Hi Julien, that's really interesting and I did not know that you could do this. When I arrived here in SA in 2010 I wanted to apply for PR but I had then only been married for 4 years and 8 months although my husband and I had been together for 9 years and lived together for 8 years. Even though we could prove this I was told it was not possible and they referred me to the Immigration Act. So to hear your news is great since I think it will open up doors for a lot of people. It is so common for people these days to live together for their whole life without getting married and I do not see why they should not be allowed to stay together here. Great great news.


----------



## Jujube (Sep 12, 2011)

Hi Saartje,
I believe the Immigration Act must have been amended since - see this immigration

On a side note, now that I have submitted my application on the 18th April, what are the next steps? Wait to hear? Or should I contact the helpline after a certain period of time? Should they contact me?

Thanks for letting me know.

Cheers,
Julien


----------



## Saartjie (Mar 1, 2010)

Jujube said:


> Hi Saartje,
> I believe the Immigration Act must have been amended since - see this immigration
> 
> On a side note, now that I have submitted my application on the 18th April, what are the next steps? Wait to hear? Or should I contact the helpline after a certain period of time? Should they contact me?
> ...


I am aware that the Immigration Act is due to be amended by the Immigration Amendment Bill 2010 which has yet to be implemented however this has not happened yet thankfully as the Immigration Bill is going to make everything a lot more difficult. For example, a spouse of an SA citizen who enters SA on a visitors visa cannot then apply for TR or PR in SA but must return to their home country and apply there.

Saying that, I am glad to see that things are changing for sure. So keeping fingers crossed for you that your PR will come through quickly!

Once submitted you can now only wait. The help line is not really a help line as their information is usually inaccurate and by calling them you can usually get more confused and frustrated. I would make enquiries every three months or so just to have a record at HA that you are actively making enquiries.

The waiting time for PR at the moment is about 24 months BUT this is just a general guideline given by immigration lawyers and practitioners. People seem to have totally different experiences, some get the PR in 6 months others wait well over two years. I applied myself on the 30th November 2011 but mine is not ready yet.

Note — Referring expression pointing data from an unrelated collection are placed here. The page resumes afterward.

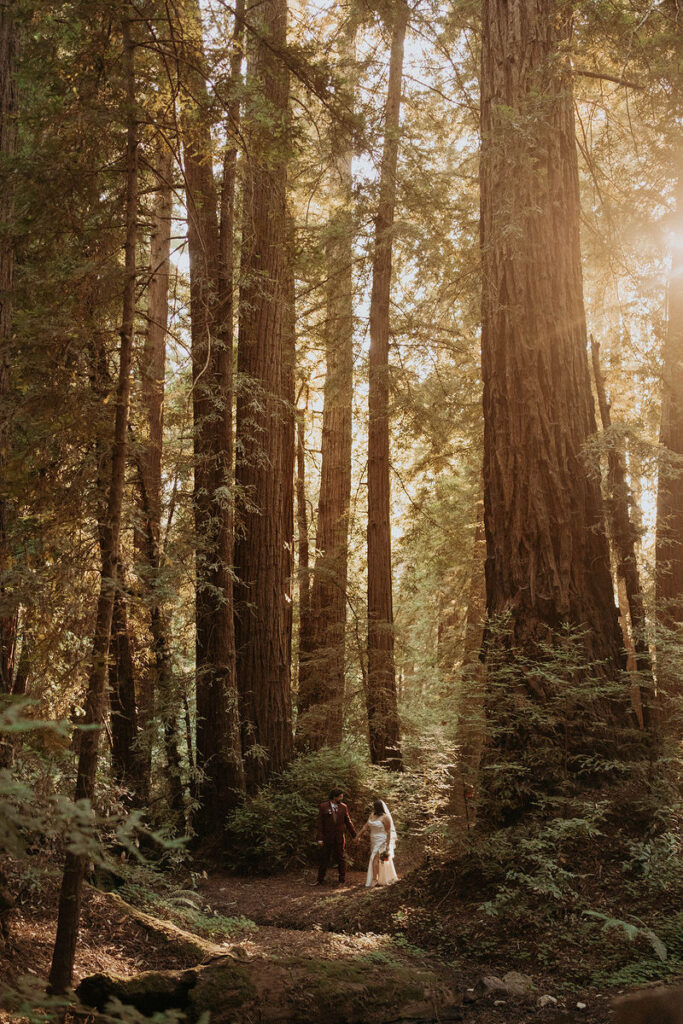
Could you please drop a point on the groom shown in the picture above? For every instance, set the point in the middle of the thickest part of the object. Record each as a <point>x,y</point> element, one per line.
<point>332,820</point>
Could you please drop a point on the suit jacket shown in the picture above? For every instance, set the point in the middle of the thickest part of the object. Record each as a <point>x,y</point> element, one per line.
<point>330,826</point>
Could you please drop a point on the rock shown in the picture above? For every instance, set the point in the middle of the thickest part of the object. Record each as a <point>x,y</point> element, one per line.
<point>517,984</point>
<point>664,1005</point>
<point>489,985</point>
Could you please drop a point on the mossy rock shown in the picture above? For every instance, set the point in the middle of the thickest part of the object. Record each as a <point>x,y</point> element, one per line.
<point>154,991</point>
<point>296,990</point>
<point>221,989</point>
<point>356,992</point>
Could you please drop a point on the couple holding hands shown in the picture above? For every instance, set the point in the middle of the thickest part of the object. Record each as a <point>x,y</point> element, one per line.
<point>333,820</point>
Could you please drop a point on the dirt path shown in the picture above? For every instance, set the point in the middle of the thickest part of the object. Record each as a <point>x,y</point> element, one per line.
<point>287,900</point>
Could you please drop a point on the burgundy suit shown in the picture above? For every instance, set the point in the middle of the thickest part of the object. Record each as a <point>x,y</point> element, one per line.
<point>332,834</point>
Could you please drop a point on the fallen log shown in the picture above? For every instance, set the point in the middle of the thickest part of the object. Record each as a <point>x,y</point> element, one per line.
<point>286,989</point>
<point>197,949</point>
<point>650,1006</point>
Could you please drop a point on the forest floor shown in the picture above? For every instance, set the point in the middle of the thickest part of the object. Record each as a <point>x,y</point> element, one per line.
<point>288,920</point>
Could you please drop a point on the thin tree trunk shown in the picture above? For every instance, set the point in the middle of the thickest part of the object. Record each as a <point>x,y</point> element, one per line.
<point>159,693</point>
<point>218,750</point>
<point>670,486</point>
<point>625,540</point>
<point>122,695</point>
<point>548,557</point>
<point>323,650</point>
<point>24,668</point>
<point>472,683</point>
<point>382,704</point>
<point>8,114</point>
<point>302,536</point>
<point>72,884</point>
<point>262,562</point>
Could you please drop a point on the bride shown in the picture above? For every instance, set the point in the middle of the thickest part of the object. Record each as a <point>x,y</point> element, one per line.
<point>382,842</point>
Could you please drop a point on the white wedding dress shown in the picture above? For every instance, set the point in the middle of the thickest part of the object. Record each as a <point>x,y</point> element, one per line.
<point>378,843</point>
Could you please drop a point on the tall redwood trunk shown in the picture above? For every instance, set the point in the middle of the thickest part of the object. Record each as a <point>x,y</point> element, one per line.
<point>218,752</point>
<point>323,652</point>
<point>157,690</point>
<point>381,693</point>
<point>302,539</point>
<point>548,558</point>
<point>8,113</point>
<point>72,883</point>
<point>670,486</point>
<point>625,539</point>
<point>122,695</point>
<point>263,468</point>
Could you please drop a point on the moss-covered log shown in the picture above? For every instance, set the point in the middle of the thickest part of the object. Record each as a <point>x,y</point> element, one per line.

Are you in South Africa at the moment? If so you will get an sms when your permit is ready. If you have applied somewhere else I am not sure how they will contact you but it is usually via sms or email.


----------



## Jujube (Sep 12, 2011)

I am already in South Africa, on a temporary residency valid for 3 years 

I will contact HA every 3 months, that's a good idea.

Cheers,
Julien


----------



## Saartjie (Mar 1, 2010)

Jujube said:


> I am already in South Africa, on a temporary residency valid for 3 years
> 
> I will contact HA every 3 months, that's a good idea.
> 
> ...


Ok so you should definitely get an sms when your permit is ready. Try to contact the office where you applied instead of the help line. Their information is usually more accurate (if you can get through that is)

Good luck and keep us posted!


----------



## Bvn (May 31, 2012)

Hi there,

You should have no problem applying for another temporary residence life partner permit as long as you are still in the same relationship and can verify this through evidence of your relationship.

You can also apply for permanent residence once you can comprehensively prove, to that satisfaction of the Dept. of Home Affairs, that you have been in a relationship for 5 years.

This will mean providing evidence that you have evidence showing that you have lived together 5 years ago and that had joint financial responsibility 5 years ago.

Please let me know if you have any other queries.

Bvn


----------